A federal judge has ruled that SpaceX has 21 days to turn documents related to employment over to the Department of Justice, which is investigating allegations that the company discriminated against non-U.S. citizens in its employment practices. SpaceX had previously objected to a magistrate judge’s similar ruling, saying that the court failed to consider whether the Department of Justice’s probes had cast too wide a net in relation to the original complaint.

The Department of Justice claims that SpaceX has stonewalled efforts to investigate the discrimination allegations. The company has already provided a Form I-9 document containing information about employees dating back to July 2019 but failed to turn over copies of employees’ identifying documents such as passports, Social Security cards, and driver’s licenses.

Although SpaceX has not said so aloud, it might not be unreasonable to assume that it is concerned about possible violations of the privacy of its employees, considering how recently Elon Musk’s tax returns were leaked to the press by an as-yet-unknown government employee or contractor.
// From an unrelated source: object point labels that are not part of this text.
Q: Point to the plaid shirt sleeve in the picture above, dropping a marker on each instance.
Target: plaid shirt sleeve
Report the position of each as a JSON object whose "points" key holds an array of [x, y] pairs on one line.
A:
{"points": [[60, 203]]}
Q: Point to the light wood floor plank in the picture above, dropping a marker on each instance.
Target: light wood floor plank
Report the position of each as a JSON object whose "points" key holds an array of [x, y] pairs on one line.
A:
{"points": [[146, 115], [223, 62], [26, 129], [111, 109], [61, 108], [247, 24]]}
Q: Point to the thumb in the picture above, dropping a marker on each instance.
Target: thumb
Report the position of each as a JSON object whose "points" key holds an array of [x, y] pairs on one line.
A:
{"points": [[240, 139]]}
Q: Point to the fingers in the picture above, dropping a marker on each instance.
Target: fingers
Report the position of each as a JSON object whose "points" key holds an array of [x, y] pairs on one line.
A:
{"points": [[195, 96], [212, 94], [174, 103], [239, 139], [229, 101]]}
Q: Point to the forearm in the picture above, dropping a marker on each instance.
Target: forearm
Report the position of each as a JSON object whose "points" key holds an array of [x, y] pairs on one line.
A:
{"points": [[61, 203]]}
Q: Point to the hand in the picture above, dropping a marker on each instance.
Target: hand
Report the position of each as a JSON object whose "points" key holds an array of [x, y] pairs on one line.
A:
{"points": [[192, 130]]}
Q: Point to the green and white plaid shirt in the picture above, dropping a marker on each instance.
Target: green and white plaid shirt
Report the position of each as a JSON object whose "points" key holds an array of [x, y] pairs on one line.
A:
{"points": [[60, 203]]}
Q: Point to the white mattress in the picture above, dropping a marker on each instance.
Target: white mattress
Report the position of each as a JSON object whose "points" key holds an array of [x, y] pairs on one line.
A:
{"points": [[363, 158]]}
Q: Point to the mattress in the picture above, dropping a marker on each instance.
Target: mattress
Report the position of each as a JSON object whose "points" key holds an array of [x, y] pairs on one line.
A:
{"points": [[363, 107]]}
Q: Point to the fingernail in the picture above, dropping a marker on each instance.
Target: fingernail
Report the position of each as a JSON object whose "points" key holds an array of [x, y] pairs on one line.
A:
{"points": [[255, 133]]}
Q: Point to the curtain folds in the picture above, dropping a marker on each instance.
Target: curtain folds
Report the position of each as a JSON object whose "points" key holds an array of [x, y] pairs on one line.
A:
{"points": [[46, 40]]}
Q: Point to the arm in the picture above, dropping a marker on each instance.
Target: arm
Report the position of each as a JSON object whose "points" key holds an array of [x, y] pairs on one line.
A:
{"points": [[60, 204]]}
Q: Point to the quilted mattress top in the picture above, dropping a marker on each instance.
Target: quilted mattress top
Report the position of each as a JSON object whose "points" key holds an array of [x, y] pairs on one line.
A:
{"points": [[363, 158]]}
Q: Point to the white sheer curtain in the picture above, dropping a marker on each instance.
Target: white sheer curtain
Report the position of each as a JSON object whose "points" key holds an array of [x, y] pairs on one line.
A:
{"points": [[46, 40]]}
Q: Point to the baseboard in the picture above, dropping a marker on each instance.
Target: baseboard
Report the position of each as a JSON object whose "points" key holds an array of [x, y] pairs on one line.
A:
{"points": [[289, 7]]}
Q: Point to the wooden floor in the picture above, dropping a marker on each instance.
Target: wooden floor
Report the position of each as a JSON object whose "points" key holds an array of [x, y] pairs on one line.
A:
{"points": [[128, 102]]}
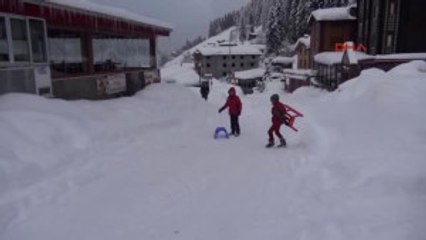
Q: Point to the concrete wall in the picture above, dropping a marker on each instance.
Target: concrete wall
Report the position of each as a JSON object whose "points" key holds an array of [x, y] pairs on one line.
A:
{"points": [[86, 87], [17, 80], [221, 65]]}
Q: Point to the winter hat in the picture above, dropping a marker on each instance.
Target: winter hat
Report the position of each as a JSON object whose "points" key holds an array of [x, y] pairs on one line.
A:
{"points": [[231, 90], [275, 98]]}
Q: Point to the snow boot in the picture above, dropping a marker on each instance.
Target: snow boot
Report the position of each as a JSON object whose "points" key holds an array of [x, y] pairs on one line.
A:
{"points": [[270, 144], [283, 143]]}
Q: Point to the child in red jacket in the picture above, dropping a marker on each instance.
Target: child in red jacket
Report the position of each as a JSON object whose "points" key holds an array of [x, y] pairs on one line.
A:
{"points": [[278, 118], [234, 105]]}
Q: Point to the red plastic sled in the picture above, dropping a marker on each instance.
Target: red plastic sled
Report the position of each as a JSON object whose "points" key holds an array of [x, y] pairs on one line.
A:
{"points": [[291, 115]]}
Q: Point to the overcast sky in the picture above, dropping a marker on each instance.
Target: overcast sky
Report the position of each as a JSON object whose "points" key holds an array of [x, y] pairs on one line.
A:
{"points": [[190, 18]]}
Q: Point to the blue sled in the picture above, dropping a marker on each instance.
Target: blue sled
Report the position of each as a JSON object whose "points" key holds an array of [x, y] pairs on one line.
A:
{"points": [[218, 131]]}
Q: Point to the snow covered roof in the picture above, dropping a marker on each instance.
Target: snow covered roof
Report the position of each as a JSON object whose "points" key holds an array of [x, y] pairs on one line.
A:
{"points": [[283, 60], [402, 56], [302, 74], [331, 58], [95, 8], [234, 50], [250, 74], [305, 72], [305, 40], [333, 14]]}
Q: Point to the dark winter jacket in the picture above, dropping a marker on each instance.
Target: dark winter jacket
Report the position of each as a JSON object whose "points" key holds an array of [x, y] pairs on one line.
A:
{"points": [[234, 105], [278, 113]]}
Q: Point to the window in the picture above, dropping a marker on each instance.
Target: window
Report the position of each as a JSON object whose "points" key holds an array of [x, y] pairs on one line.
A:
{"points": [[389, 41], [115, 53], [392, 9], [4, 45], [21, 50], [38, 40], [18, 35], [65, 53]]}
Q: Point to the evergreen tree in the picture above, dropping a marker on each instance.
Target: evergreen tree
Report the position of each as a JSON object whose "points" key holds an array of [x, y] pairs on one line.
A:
{"points": [[274, 33]]}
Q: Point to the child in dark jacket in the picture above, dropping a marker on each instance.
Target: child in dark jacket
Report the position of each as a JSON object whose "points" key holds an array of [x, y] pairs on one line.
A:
{"points": [[234, 105], [278, 118]]}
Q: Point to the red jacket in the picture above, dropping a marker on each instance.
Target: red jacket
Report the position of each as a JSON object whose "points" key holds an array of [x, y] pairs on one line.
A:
{"points": [[278, 113], [234, 104]]}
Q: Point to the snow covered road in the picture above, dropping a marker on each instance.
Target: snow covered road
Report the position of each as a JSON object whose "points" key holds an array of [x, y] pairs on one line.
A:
{"points": [[147, 167]]}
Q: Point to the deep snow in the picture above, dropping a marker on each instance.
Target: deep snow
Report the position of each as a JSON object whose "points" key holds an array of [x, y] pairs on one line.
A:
{"points": [[147, 167]]}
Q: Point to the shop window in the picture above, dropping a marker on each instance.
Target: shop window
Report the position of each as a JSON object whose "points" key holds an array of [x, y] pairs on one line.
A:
{"points": [[389, 40], [38, 40], [65, 53], [4, 45], [118, 53], [21, 50]]}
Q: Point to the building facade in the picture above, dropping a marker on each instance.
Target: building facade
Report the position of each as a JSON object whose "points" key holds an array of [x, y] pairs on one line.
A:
{"points": [[303, 52], [332, 26], [62, 49], [392, 26], [224, 61]]}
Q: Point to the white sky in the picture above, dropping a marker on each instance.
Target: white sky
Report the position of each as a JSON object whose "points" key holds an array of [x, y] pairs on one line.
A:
{"points": [[190, 18]]}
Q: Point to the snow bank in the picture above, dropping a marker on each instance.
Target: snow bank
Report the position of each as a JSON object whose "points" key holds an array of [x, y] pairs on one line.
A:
{"points": [[332, 14], [183, 74], [355, 169], [330, 58]]}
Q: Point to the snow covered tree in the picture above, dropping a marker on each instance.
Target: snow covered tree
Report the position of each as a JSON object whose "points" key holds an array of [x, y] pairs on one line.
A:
{"points": [[274, 28], [243, 29]]}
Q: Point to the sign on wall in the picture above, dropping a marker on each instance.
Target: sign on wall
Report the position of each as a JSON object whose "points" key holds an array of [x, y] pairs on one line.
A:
{"points": [[111, 84]]}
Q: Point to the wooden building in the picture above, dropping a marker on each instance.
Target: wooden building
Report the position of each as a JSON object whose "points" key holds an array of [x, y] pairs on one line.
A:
{"points": [[303, 52], [331, 26], [76, 49], [392, 26]]}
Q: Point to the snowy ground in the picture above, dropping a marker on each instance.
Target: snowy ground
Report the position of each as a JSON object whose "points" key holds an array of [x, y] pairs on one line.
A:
{"points": [[147, 167]]}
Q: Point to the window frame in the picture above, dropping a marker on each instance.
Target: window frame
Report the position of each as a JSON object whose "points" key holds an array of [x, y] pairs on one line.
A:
{"points": [[8, 17], [46, 45]]}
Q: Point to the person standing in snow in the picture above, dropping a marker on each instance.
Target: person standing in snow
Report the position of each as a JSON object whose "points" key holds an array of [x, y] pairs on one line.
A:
{"points": [[278, 118], [234, 105], [204, 89]]}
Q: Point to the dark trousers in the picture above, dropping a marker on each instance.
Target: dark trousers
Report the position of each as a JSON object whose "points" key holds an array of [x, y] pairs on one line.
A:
{"points": [[275, 129], [235, 125]]}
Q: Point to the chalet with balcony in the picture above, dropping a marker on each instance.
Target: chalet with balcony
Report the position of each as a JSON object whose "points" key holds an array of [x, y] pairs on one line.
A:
{"points": [[76, 49], [393, 30]]}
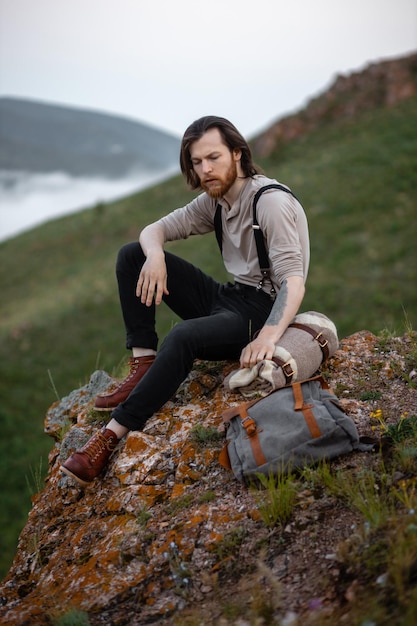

The leaking of employees’ information like Social Security numbers and addresses could open them up to anything from harassment by anonymous “activists” to identity theft.

Without much context, this could have easily come across as a case of SpaceX being caught between a rock and a hard place. It has several launch contracts with the Department of Defense and branches of the military, which have strict regulations requiring the employment of non-U.S. citizens in positions that could give them access to classified information such as the details of payloads being launched. According to US International Traffic in Arms Regulations, non-U.S. citizens can only work for a company like SpaceX if they have a green card.

However, the original complainant says that he applied for a position related to SpaceX’s Starlink Internet satellite constellation in March 2020 but was turned down after interviewers asked questions about his dual Austrian-Canadian citizenship. Although SpaceX may not be against the government becoming a Starlink customer like everybody else and is currently working with the United States’ FCC to develop broadband access for rural areas, Starlink is not directly a military project. He filed a complaint with the Department of Justice’s Office of Immigrant and Employee Rights (IER) in May 2020.

SpaceX claims that the interviewers were simply unimpressed by the applicant’s answers to their questions and simply chose not to fill the role that he had applied for. However, the IER says that the interviewer wrote on a document related to the application, “Not a US citizen which is going to make it hard.”

It also claims that the IER unduly escalated the investigation to demand documents related to everybody from baristas working at food stands in SpaceX facilities to rocket engineers. SpaceX says that it has already spent more than 1,000 man-hours complying with the IER’s requests, which it called “the very definition of government overreach” with “the flimsiest of justifications.”

Neither SpaceX nor Elon Musk has issued a statement on the federal judge’s ruling or whether the company plans to appeal despite Musk’s occasionally sharp temper with regulators whom he often sees as getting in his way.